The actual order that tables are joined (and so filtered) is not dictated by the order you write your query, but by the statistics on the tables.
In one version, the plan generated co-incidentally means that the 'bad' rows never get processed; because the preceding joins filtered the result set down to a point that they're never joined on.
The introduction of the WHERE clause has meant that ORACLE now believes a different order of join is better (because filtering by the product name requires a certain index, or because it narrows the data down a lot, etc).
This new order means that the 'bad' rows get processed before the join that filters them out.
I would endeavour to clean the data before querying it. Possibly by creating a derived column where the value is already cast to a number, or left as NULL if it is not possible to do so.
You can also use EXPLAIN PLAN to see the different plans being gerenated from your queries.
Short answer: yes.
Long answer: the query engine is free to rewrite your query however it wants, as long as it returns the same results. All of the query is available to it to use for the purpose of producing the most efficient query it can.
In this case, I'd guess that there is an index that covers what you are wanting, but it doesn't cover product name, when you add that to the where clause, the index isn't used and instead there's a scan where both conditions are tested at the same time, thus your error.
Which is really an error in your join condition, you shouldn't be using to_number unless you are sure it's a number.
I guess your to_number(p.product_value) only applies for rows with a valid product_name.
What happens is that your join is applied before your where clause resulting in the failure of the to_number function.
What you need to do is include your product_name like '%prototype%' as a JOIN clause like this:
select * from
(select product, product_name from products p
join product_serial ps on product.id = ps.id
join product_data pd on product_name like '%prototype%' AND
pd.product_value = to_number(p.product_value));
For more background (and a really good read), I'd suggest reading Jonathan Gennick's Subquery Madness.
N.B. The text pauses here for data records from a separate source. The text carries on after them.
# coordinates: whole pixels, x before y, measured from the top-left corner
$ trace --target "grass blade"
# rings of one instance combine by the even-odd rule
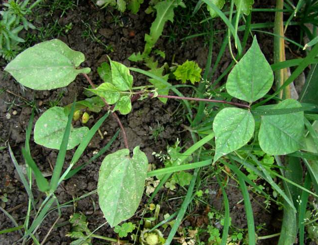
[[[85,137],[81,142],[81,144],[76,149],[76,151],[74,153],[72,160],[71,160],[70,165],[75,164],[83,154],[83,152],[84,151],[87,146],[89,145],[89,143],[91,140],[91,138],[93,138],[95,133],[98,130],[101,124],[104,122],[104,121],[108,117],[109,115],[109,113],[107,112],[102,117],[99,119],[97,122],[94,124],[90,131],[87,133]]]
[[[247,187],[245,182],[240,176],[238,176],[239,186],[242,191],[243,198],[244,199],[244,205],[246,214],[246,219],[247,220],[247,228],[248,229],[248,245],[255,245],[256,238],[255,237],[255,227],[254,225],[254,217],[253,215],[253,209],[252,204],[250,200],[249,194],[247,191]]]
[[[42,192],[45,192],[49,190],[49,185],[48,182],[45,179],[41,171],[40,171],[37,164],[32,159],[30,153],[24,148],[22,148],[22,155],[25,159],[26,163],[32,169],[34,175],[35,176],[35,180],[37,182],[37,185],[40,190]]]
[[[33,196],[33,194],[32,193],[32,191],[31,191],[31,189],[30,188],[30,186],[29,186],[29,183],[28,183],[28,181],[27,181],[26,179],[24,177],[24,175],[22,172],[22,170],[21,169],[21,167],[20,167],[19,163],[18,163],[18,162],[17,161],[16,159],[15,159],[15,157],[13,154],[13,152],[12,152],[12,150],[11,149],[10,145],[8,144],[8,147],[9,148],[9,152],[10,153],[10,156],[11,156],[11,159],[12,160],[13,165],[14,165],[14,167],[16,170],[17,173],[18,173],[18,175],[19,175],[19,177],[20,177],[20,179],[21,180],[21,182],[22,182],[22,184],[23,184],[23,186],[24,187],[24,188],[25,189],[25,190],[27,192],[27,194],[29,196],[29,198],[31,201],[32,205],[33,205],[33,208],[34,208],[34,210],[36,210],[35,202],[34,201],[34,197]]]
[[[75,169],[70,171],[68,173],[67,173],[66,171],[65,173],[64,173],[64,174],[62,176],[62,177],[61,178],[61,180],[60,180],[60,181],[62,181],[62,180],[67,180],[68,179],[69,179],[73,175],[74,175],[75,174],[76,174],[78,171],[79,171],[83,168],[87,166],[88,164],[89,164],[93,160],[98,158],[98,157],[99,157],[99,156],[100,156],[101,155],[104,154],[104,153],[105,153],[105,152],[106,150],[107,150],[108,148],[110,147],[110,146],[112,145],[114,141],[115,141],[115,140],[116,140],[116,139],[117,138],[120,132],[120,129],[117,130],[117,132],[116,132],[116,133],[114,135],[114,136],[112,137],[112,138],[107,143],[107,144],[106,146],[105,146],[103,148],[102,148],[101,149],[99,150],[99,151],[98,151],[98,152],[97,154],[94,155],[89,160],[88,162],[86,162],[85,163],[82,164],[81,166],[79,166],[77,168],[75,168]],[[63,177],[64,176],[64,175],[65,175],[65,177]]]
[[[309,189],[311,187],[312,180],[310,178],[310,174],[309,173],[306,175],[304,187],[306,189]],[[309,194],[307,192],[303,191],[300,198],[301,203],[299,205],[299,211],[298,216],[298,227],[299,227],[299,245],[304,245],[304,239],[305,238],[305,214],[308,202]]]
[[[191,180],[190,185],[189,185],[189,188],[188,189],[188,191],[186,193],[186,195],[185,195],[185,197],[182,203],[181,207],[180,208],[178,214],[177,215],[177,218],[175,220],[175,223],[171,228],[171,230],[170,231],[170,233],[169,233],[168,238],[166,240],[164,245],[169,245],[171,243],[171,242],[172,242],[172,240],[174,239],[175,235],[176,234],[180,224],[181,224],[181,222],[182,222],[182,219],[183,218],[183,216],[186,211],[188,206],[192,199],[192,193],[193,192],[194,186],[196,182],[196,178],[199,171],[200,168],[196,168],[193,172],[193,175]]]
[[[3,212],[3,213],[5,215],[5,216],[7,217],[10,220],[11,220],[11,222],[12,222],[13,225],[14,225],[14,226],[16,227],[20,227],[20,226],[18,225],[18,223],[14,219],[14,218],[13,218],[9,213],[8,213],[6,211],[5,211],[5,210],[3,209],[0,206],[0,210],[2,211]],[[19,229],[18,230],[18,231],[19,232],[19,233],[20,233],[20,235],[21,235],[21,236],[23,236],[22,232]]]
[[[68,119],[67,120],[67,124],[65,127],[65,131],[64,131],[64,135],[63,136],[63,140],[62,140],[62,144],[57,154],[56,158],[56,162],[55,162],[55,166],[53,170],[53,174],[51,179],[50,191],[51,193],[54,193],[58,184],[58,181],[60,178],[63,165],[64,165],[64,160],[65,159],[65,155],[66,154],[66,148],[67,145],[68,144],[68,139],[70,137],[70,132],[71,132],[71,126],[72,126],[72,120],[73,120],[73,115],[74,113],[75,109],[75,100],[73,103],[72,105],[72,109],[71,112],[68,115]]]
Basically, the problem is that Oracle is free to evaluate predicates in any order. So it is free to push (or not push) the product_name predicate into your subquery. It is free to evaluate the join conditions in any order. So if Oracle happens to pick a query plan where it filters out the non-numeric product_value rows before it applies the to_number, the query will succeed. If it happens to pick a plan where it applies the to_number before filtering out the non-numeric product_value rows, you'll get an error. Of course, it's also possible that it will return the first N rows successfully and then you'll get an error when you try to fetch row N+1 because row N+1 is the first time that it is trying to apply the to_number predicate to a non-numeric data.
Other than fixing the data model, you could potentially throw some hints into the query to force Oracle to evaluate the predicate that ensures that all the non-numeric data is filtered out before the to_number predicate is applied. But in general, it's a bit challenging to fully hint a query in a way that will force the optimizer to always evaluate things in the "proper" order.